There were only about a dozen or so houses in the tiny port town of Manatí, Cuba in the early 1930’s.
This one held a family with the last name Perez-Puelles. The father of this household was the customs official of that little town. He was my grandfather. The few residents of the town were all connected because of their service in the shipyards.
The father of the 2nd family, Spanish immigrants – the Prietos, was a big, strong Asturian who’s job it was to load and unload the big ships that came into that port.
I should interject here that Cuba boasted a huge surge of immigrants. 3rd in the world at the time. It was literally a land of opportunity.
The port of Manatí was such a small place, though, that everyone was connected somehow to the business of loading and unloading trade vessels. The families all knew one another. It was impossible not to. I am not sure of the count, but I think it was about 18 families. (The spot is marked by the yellow triangle on this map.) Far from Havana, remotely located. Populated by the workers in the shipyards.
Some of the last names from there: Perez-Puelles, Suris, Prieto, Acuña, El Bolo, Lechuga, Lopez, have been familiar to me my entire life. They are the characters that make up the stories of my mother’s youth in that tiny port town of Manatí.
Fast forward 70 years, and two weeks ago at Cuba Nostalgia. Because of the magic of the internet, I recognize the sweet older couple who are standing in front of the Babalú booth looking on with pride – they are Val’s parents.
So, I introduce myself to them: "Soy la nieta de Perez-Puelles." ("I am the grand-daughter of Perez-Puelles.") He stops and stares, shows me the goose-bumps on his arms and proceeds to lock me in a big bear hug. She immediately starts weeping. I was pretty composed until that moment.
We started asking questions, telling stories. He told stories with the same familiar names in them. The ones that I had grown up hearing. "When your grandparents moved out of that house, my family moved in."
What are the odds, I wonder?
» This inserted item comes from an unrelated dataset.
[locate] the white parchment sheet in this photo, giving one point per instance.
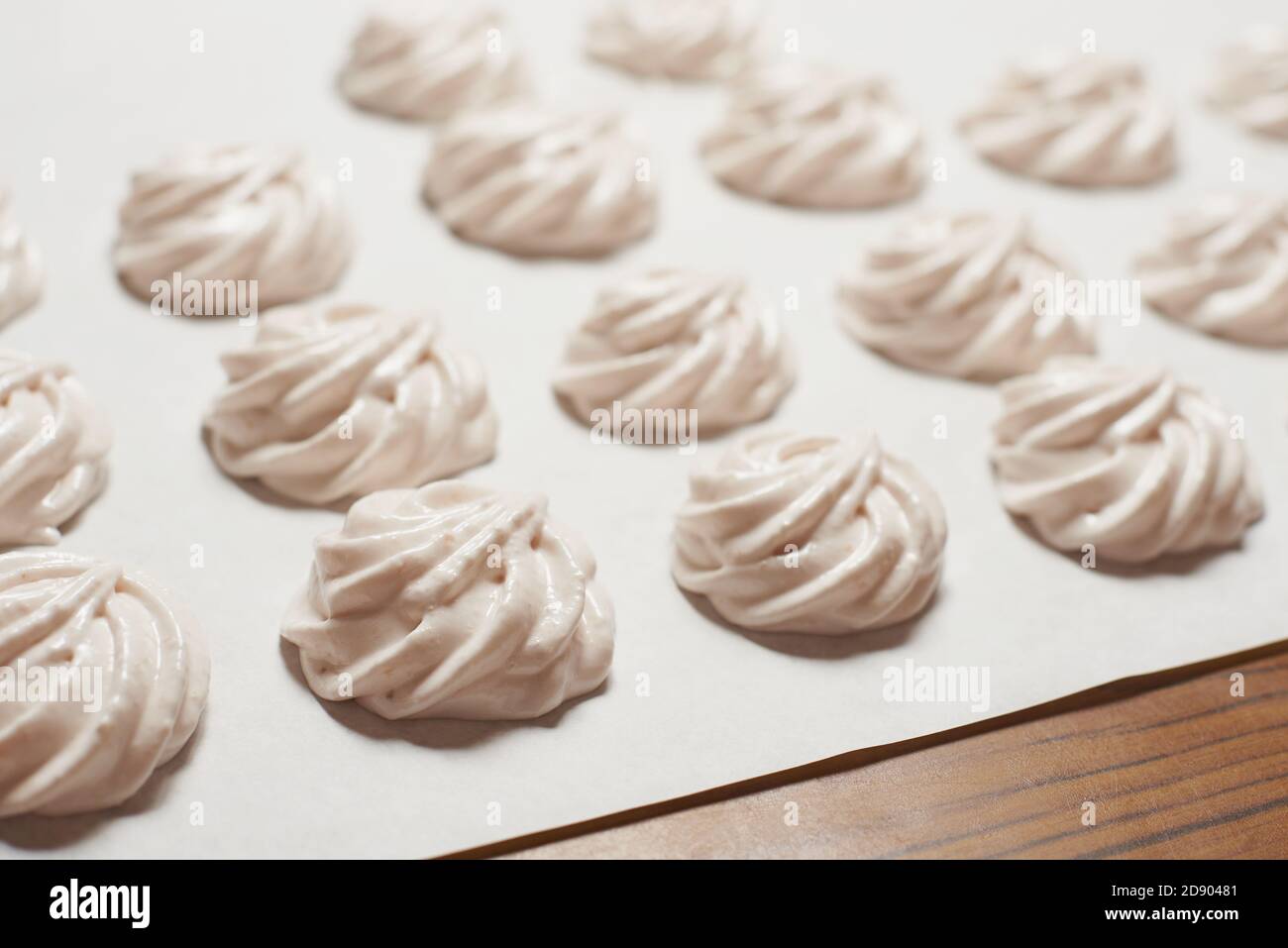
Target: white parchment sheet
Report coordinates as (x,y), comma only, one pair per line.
(101,89)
That the descendants of two families from that tiny spot, who actually lived in the same little house, and now live on opposite coasts, would come, not to just find each other on the internet, but to become friends, connected in that amazing Cuban way.
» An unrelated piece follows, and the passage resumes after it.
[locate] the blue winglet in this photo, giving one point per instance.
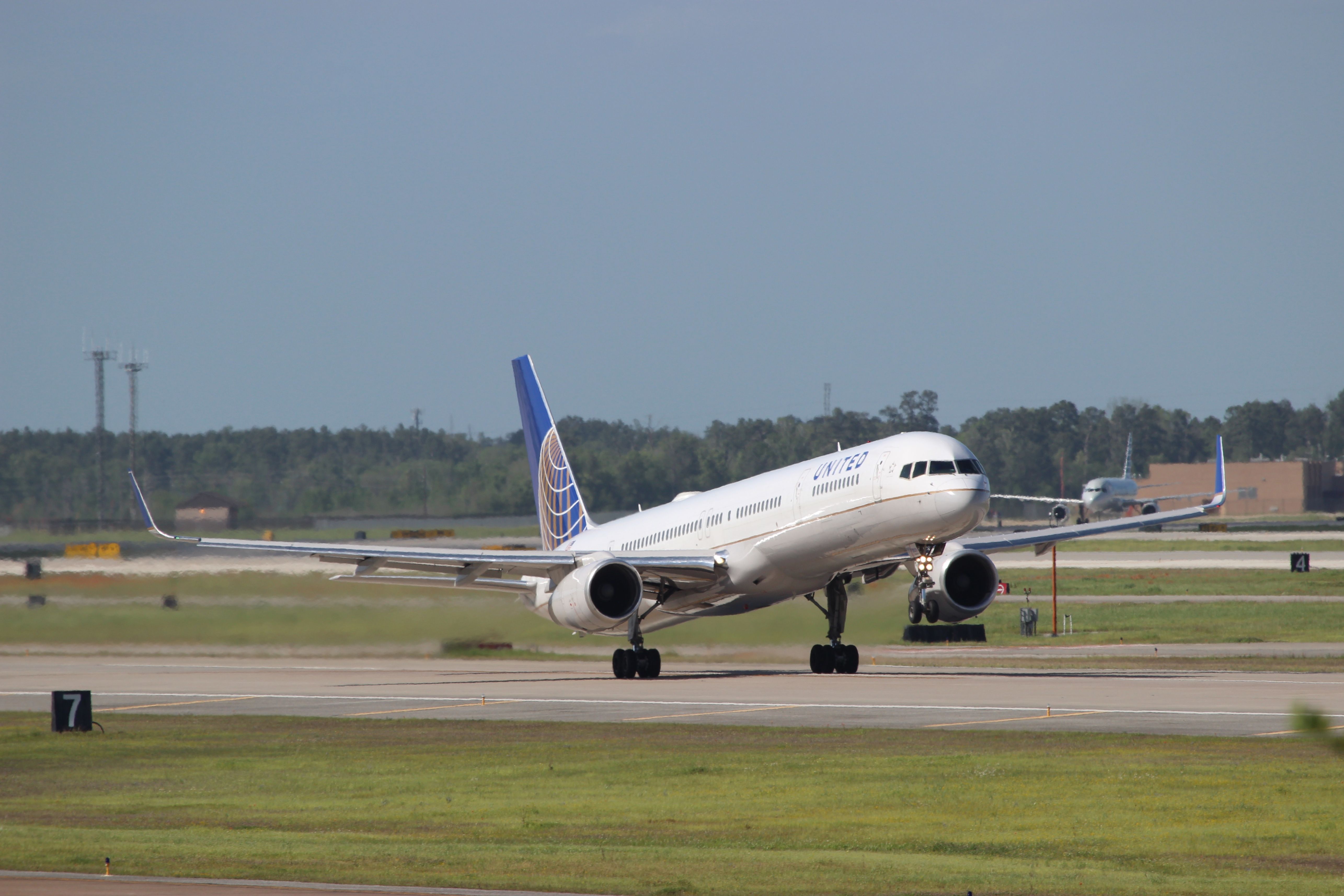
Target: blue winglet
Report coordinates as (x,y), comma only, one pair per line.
(1220,479)
(147,516)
This is why I consider Val Prieto, not just my fellow blogger and friend, but I consider him family. (BTW, we only met face-to-face 2 weeks ago =D)
And, no. I don’t believe in coincidences. I believe in intelligent design. I am grateful to Val for inviting me to come over and cook on his blog on Thursdays – this was before he knew that our families went back 70 years together. I am grateful to be part of the Babalú family of contributors. I am grateful for the moment when Val’s dad looked me in the eye and spoke a blessing to my family from his (yes, I wept like the little girl I am =D). I am grateful for my mother’s amazing memory. But most of all, I’m grateful to God who obviously set a chain of events in motion over 70 years ago to bring us all to this place and time. It gives me tremendous comfort to know that my life is in Good Hands.
I’m humbled to find myself in such powerful company. The list there to the right of Smart Cuban Bloggers includes these and so many more that I respect and admire.
Left to Right:
Ziva, Blog for Cuba
Henry, Cuban-American Pundits
Oh, and yes, that’s me. The one with the tears in her eyes. Amazed at the chain of events and good fortune that have brought me to this place where I am part of something so much bigger than myself.